Fourth-year College student Greg Lewis, a leader of the rally, said it was held in response to the disappearance of second-year College student Hannah Graham, as well as what he said is a pattern of sexual assault and gender-based violence at the University.
“This is a group of us — of concerned people and concerned community members and concerned U.Va. students — getting together to address this and put in on the table,” Lewis said.
The event was originally scheduled for Sept. 19, but it was moved to Sept. 26 to allow the group more time to plan the event.
“We wanted more time to organize, to get people out, to get people engaged in a conversation,” Lewis said. “We also wanted to give space to Hannah’s friends and her family … so we decided to move it to this Friday so we could all mobilize together and come out to support survivors of gender-based violence.”
Claire Kaplan, director of the Gender Violence and Social Change Program for the University’s Women’s Center, said the different forms of violence present at the University serve as forms of oppression.
“The conversation needs to start at this level, and we need to talk about violence, sexual violence, gender-based violence, power-based violence, as a form of oppression,” Kaplan said. “If you think of it that way it makes it easy to think of other forms of oppression as being interlinked with that. We can’t have a conversation about this without talking about other kinds of oppression because they overlap.”
Anna Boynton, a fourth-year College Student and another rally leader, spoke specifically about sexual violence toward women at the University.
“A study here at U.Va. in 2009 found that 33 percent of sorority women have been sexually assaulted during their time here, and around 7 percent of women in the general population have been as well,” Boynton said. “I think these numbers are really unfortunate, they’re not necessary.”
Boynton said women who attend college are more likely to be sexually assaulted than women who do not.
“We do not need to sacrifice the integrity of our bodies for the integrity of our minds,” Boynton said. “We see our colleagues being expelled for honor violations on our exams, but we haven’t seen in 14 years a single expulsion because of rape. I think that for me as a woman this tells me that this university values my test scores over my body.”
Many different University groups supported the rally, including Queer and Allied Activism, U.Va. Students United, the Women’s Center and Students for Peace and Justice in Palestine.
Yahiya Saad, third-year College student and president of Students for Peace and Justice in Palestine, said gender violence is not only a University problem, but a global one.

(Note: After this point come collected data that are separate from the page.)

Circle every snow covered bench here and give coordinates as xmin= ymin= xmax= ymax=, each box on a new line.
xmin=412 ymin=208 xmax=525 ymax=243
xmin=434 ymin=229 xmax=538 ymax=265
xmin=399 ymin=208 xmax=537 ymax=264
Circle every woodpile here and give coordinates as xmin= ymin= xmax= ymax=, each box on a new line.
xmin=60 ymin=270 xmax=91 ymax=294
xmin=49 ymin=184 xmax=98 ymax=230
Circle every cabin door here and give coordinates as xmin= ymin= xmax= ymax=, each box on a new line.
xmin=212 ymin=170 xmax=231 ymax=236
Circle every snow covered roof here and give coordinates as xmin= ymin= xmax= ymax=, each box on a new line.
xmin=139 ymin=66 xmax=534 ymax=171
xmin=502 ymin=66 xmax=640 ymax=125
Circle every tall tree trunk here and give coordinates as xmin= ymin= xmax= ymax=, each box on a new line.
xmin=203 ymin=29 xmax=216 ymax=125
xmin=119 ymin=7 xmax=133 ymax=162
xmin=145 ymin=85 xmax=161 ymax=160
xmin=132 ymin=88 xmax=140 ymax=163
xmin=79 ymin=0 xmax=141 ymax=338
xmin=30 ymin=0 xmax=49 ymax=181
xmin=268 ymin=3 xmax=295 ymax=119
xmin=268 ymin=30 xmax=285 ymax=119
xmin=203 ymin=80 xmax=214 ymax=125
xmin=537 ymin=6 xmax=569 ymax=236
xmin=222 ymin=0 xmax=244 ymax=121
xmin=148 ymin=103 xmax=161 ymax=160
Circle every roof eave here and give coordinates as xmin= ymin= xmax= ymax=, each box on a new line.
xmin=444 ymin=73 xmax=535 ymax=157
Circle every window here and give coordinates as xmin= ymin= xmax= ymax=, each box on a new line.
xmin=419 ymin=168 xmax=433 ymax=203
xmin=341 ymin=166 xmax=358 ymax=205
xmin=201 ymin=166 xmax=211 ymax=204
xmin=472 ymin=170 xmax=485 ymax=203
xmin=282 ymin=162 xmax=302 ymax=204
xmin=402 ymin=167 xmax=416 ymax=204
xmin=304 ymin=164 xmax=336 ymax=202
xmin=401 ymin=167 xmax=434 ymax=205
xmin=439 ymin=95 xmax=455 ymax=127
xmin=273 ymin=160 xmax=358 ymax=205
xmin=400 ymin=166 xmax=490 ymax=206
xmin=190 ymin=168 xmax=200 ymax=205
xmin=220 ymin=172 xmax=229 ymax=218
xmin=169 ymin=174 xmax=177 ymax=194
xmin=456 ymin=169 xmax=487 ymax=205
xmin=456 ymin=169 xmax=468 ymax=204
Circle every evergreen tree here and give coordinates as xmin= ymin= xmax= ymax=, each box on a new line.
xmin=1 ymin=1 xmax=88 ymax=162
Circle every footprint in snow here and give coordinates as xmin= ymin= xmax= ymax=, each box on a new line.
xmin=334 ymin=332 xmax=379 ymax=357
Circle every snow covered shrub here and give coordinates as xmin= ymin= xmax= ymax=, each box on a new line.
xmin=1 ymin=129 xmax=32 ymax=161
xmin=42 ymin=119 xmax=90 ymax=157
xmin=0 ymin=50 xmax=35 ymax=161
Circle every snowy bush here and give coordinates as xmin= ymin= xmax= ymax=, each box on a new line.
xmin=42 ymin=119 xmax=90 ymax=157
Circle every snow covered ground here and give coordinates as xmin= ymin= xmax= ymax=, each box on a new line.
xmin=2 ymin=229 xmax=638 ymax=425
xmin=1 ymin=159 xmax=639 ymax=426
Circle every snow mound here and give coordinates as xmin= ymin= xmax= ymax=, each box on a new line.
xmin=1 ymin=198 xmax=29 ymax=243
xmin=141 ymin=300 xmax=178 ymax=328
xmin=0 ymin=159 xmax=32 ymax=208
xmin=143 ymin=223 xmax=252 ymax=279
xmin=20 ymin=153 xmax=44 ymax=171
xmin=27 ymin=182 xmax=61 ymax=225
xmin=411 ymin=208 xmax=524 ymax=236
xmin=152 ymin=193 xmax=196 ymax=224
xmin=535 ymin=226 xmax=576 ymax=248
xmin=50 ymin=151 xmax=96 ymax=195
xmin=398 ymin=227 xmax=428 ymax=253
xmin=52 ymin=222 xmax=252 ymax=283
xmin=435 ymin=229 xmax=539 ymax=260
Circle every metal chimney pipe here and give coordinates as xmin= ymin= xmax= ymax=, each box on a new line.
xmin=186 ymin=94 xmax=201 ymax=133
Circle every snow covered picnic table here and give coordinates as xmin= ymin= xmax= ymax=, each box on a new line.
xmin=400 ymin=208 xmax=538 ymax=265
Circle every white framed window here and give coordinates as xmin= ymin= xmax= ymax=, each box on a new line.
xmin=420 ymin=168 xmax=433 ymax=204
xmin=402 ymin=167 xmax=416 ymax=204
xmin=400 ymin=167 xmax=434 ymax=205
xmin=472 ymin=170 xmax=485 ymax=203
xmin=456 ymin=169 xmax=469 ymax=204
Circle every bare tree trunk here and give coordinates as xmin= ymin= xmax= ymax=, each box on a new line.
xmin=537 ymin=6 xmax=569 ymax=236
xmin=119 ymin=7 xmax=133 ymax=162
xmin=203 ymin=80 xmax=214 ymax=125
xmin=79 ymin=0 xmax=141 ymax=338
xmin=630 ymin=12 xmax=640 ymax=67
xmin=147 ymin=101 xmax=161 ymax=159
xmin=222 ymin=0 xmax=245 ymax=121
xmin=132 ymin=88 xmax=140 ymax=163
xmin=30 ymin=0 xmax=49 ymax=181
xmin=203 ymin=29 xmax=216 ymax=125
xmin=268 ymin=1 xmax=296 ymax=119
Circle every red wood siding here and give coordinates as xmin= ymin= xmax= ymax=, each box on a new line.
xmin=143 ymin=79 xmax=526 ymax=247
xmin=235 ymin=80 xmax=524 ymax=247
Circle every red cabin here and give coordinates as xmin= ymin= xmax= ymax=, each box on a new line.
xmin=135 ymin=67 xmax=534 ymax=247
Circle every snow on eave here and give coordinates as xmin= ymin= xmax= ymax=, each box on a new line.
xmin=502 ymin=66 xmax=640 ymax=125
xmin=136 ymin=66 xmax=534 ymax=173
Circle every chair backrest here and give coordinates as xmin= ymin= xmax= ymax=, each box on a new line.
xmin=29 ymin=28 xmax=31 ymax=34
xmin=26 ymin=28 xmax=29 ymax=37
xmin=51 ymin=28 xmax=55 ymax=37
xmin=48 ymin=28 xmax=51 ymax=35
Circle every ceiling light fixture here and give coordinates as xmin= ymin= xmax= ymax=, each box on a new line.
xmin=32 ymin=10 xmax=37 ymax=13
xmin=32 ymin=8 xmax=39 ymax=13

“The assault of a U.Va. student is just as bad as the assault of a Charlottesville community member, is just as bad as the assault on a Palestinian refugee, is just as bad as the assault on a woman, or even a man anywhere in this world,” Saad said. “I got super enraged about this issue just a couple weeks ago. ... Now is the time to get people to be attentive, to look at these issues.”
Many members of the rally held signs with phrases like “We deserve a safe school,” “1 week 1 disappearance 3 sexual assaults — this needs to end” and “It’s on us.” Lewis led the crowd in chants shouting, “Yes means yes” and, “end gender violence now.”

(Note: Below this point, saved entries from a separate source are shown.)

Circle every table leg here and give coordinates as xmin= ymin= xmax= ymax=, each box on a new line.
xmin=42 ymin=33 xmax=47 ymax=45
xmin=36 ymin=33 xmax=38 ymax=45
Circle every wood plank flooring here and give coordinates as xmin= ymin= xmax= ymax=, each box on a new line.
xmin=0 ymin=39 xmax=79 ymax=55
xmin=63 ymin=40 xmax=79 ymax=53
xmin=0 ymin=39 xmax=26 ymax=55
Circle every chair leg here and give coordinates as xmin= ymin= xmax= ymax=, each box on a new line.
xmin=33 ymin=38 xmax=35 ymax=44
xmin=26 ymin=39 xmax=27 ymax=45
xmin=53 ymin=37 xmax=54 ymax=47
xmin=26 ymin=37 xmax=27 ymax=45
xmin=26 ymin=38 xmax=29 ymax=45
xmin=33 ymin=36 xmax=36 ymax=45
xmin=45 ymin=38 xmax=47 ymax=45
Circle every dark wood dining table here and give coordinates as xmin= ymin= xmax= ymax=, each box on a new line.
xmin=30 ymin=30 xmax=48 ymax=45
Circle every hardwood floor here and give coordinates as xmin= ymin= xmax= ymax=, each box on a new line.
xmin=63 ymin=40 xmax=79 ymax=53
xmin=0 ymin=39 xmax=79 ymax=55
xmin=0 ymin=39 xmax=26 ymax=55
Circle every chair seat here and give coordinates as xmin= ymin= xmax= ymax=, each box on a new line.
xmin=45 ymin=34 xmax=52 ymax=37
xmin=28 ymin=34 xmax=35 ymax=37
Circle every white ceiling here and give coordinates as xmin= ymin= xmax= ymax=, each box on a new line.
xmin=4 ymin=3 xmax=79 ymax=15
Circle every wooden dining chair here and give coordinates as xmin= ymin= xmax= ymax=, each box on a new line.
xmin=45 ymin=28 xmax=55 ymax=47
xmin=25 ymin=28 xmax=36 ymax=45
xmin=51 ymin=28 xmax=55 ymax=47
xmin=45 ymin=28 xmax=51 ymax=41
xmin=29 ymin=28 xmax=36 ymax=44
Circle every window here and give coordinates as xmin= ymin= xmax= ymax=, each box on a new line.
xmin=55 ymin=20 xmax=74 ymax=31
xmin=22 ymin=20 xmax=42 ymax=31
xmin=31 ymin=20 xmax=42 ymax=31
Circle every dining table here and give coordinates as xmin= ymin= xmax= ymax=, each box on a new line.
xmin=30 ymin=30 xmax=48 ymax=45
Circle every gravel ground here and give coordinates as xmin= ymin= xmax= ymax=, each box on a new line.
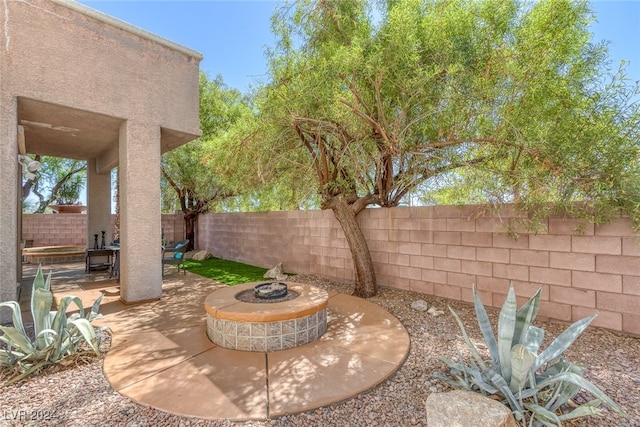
xmin=1 ymin=274 xmax=638 ymax=427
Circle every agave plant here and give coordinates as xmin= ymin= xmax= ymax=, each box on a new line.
xmin=435 ymin=283 xmax=628 ymax=426
xmin=0 ymin=265 xmax=104 ymax=383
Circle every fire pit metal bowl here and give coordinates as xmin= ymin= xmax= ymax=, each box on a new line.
xmin=254 ymin=282 xmax=288 ymax=300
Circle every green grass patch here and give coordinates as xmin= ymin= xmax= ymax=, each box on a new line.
xmin=183 ymin=257 xmax=268 ymax=285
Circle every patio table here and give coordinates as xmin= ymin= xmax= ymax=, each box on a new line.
xmin=85 ymin=248 xmax=112 ymax=272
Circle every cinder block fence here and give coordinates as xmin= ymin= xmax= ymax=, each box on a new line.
xmin=198 ymin=206 xmax=640 ymax=336
xmin=22 ymin=213 xmax=184 ymax=247
xmin=21 ymin=207 xmax=639 ymax=335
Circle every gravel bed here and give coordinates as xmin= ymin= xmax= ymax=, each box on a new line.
xmin=1 ymin=274 xmax=638 ymax=426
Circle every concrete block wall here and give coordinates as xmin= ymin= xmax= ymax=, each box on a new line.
xmin=198 ymin=206 xmax=640 ymax=335
xmin=23 ymin=213 xmax=184 ymax=248
xmin=22 ymin=214 xmax=88 ymax=247
xmin=162 ymin=213 xmax=185 ymax=245
xmin=198 ymin=210 xmax=339 ymax=279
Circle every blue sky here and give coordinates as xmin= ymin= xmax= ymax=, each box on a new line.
xmin=77 ymin=0 xmax=640 ymax=93
xmin=79 ymin=0 xmax=282 ymax=92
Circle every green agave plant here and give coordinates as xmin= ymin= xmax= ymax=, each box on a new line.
xmin=0 ymin=265 xmax=104 ymax=384
xmin=435 ymin=283 xmax=628 ymax=427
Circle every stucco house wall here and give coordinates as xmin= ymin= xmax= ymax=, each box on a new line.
xmin=2 ymin=0 xmax=200 ymax=141
xmin=198 ymin=206 xmax=640 ymax=336
xmin=1 ymin=0 xmax=201 ymax=312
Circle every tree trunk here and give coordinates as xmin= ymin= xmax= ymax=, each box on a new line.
xmin=328 ymin=197 xmax=377 ymax=298
xmin=184 ymin=212 xmax=196 ymax=251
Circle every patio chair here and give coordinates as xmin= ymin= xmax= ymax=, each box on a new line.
xmin=162 ymin=239 xmax=189 ymax=276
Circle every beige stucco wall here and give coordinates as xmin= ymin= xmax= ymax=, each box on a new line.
xmin=0 ymin=95 xmax=19 ymax=306
xmin=2 ymin=0 xmax=200 ymax=144
xmin=198 ymin=206 xmax=640 ymax=336
xmin=1 ymin=0 xmax=201 ymax=313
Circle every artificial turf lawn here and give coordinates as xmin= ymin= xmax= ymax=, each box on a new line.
xmin=183 ymin=257 xmax=269 ymax=285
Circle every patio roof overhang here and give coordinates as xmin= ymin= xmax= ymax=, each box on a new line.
xmin=0 ymin=0 xmax=203 ymax=315
xmin=18 ymin=98 xmax=198 ymax=173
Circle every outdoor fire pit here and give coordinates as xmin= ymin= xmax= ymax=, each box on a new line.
xmin=204 ymin=282 xmax=329 ymax=352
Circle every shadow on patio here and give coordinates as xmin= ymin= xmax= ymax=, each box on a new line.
xmin=18 ymin=261 xmax=409 ymax=421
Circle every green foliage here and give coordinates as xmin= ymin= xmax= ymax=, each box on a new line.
xmin=216 ymin=0 xmax=640 ymax=296
xmin=23 ymin=156 xmax=86 ymax=213
xmin=436 ymin=284 xmax=628 ymax=426
xmin=226 ymin=0 xmax=639 ymax=221
xmin=0 ymin=266 xmax=104 ymax=384
xmin=161 ymin=72 xmax=246 ymax=214
xmin=206 ymin=83 xmax=319 ymax=212
xmin=215 ymin=184 xmax=320 ymax=212
xmin=55 ymin=177 xmax=85 ymax=207
xmin=161 ymin=72 xmax=250 ymax=248
xmin=183 ymin=258 xmax=271 ymax=285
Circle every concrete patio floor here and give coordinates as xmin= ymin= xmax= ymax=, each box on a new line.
xmin=20 ymin=262 xmax=410 ymax=421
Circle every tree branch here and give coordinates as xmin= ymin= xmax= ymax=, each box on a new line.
xmin=162 ymin=167 xmax=187 ymax=211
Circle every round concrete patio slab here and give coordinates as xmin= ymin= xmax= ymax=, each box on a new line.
xmin=100 ymin=274 xmax=410 ymax=421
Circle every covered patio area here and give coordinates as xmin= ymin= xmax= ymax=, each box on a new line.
xmin=1 ymin=0 xmax=202 ymax=321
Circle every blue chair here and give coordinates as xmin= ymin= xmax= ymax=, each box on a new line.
xmin=162 ymin=239 xmax=189 ymax=276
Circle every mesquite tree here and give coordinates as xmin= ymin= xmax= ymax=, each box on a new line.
xmin=161 ymin=72 xmax=244 ymax=249
xmin=220 ymin=0 xmax=640 ymax=297
xmin=22 ymin=156 xmax=86 ymax=213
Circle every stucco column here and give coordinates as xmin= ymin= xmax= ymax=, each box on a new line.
xmin=87 ymin=159 xmax=113 ymax=248
xmin=0 ymin=95 xmax=19 ymax=321
xmin=87 ymin=158 xmax=112 ymax=248
xmin=118 ymin=120 xmax=162 ymax=302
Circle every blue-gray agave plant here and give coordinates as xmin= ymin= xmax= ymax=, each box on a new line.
xmin=435 ymin=284 xmax=628 ymax=426
xmin=0 ymin=265 xmax=104 ymax=383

“I believe that U.Va. has a dominant culture, and I think that dominant culture marginalizes women, marginalizes people of color, marginalizes queer people and marginalizes community members,” Lewis said. “That’s not the whole community, but it’s a few individual members, and one manifestation of those marginalizations is the problem of gender-based violence. And I don’t think anyone can deny that this is a problem.”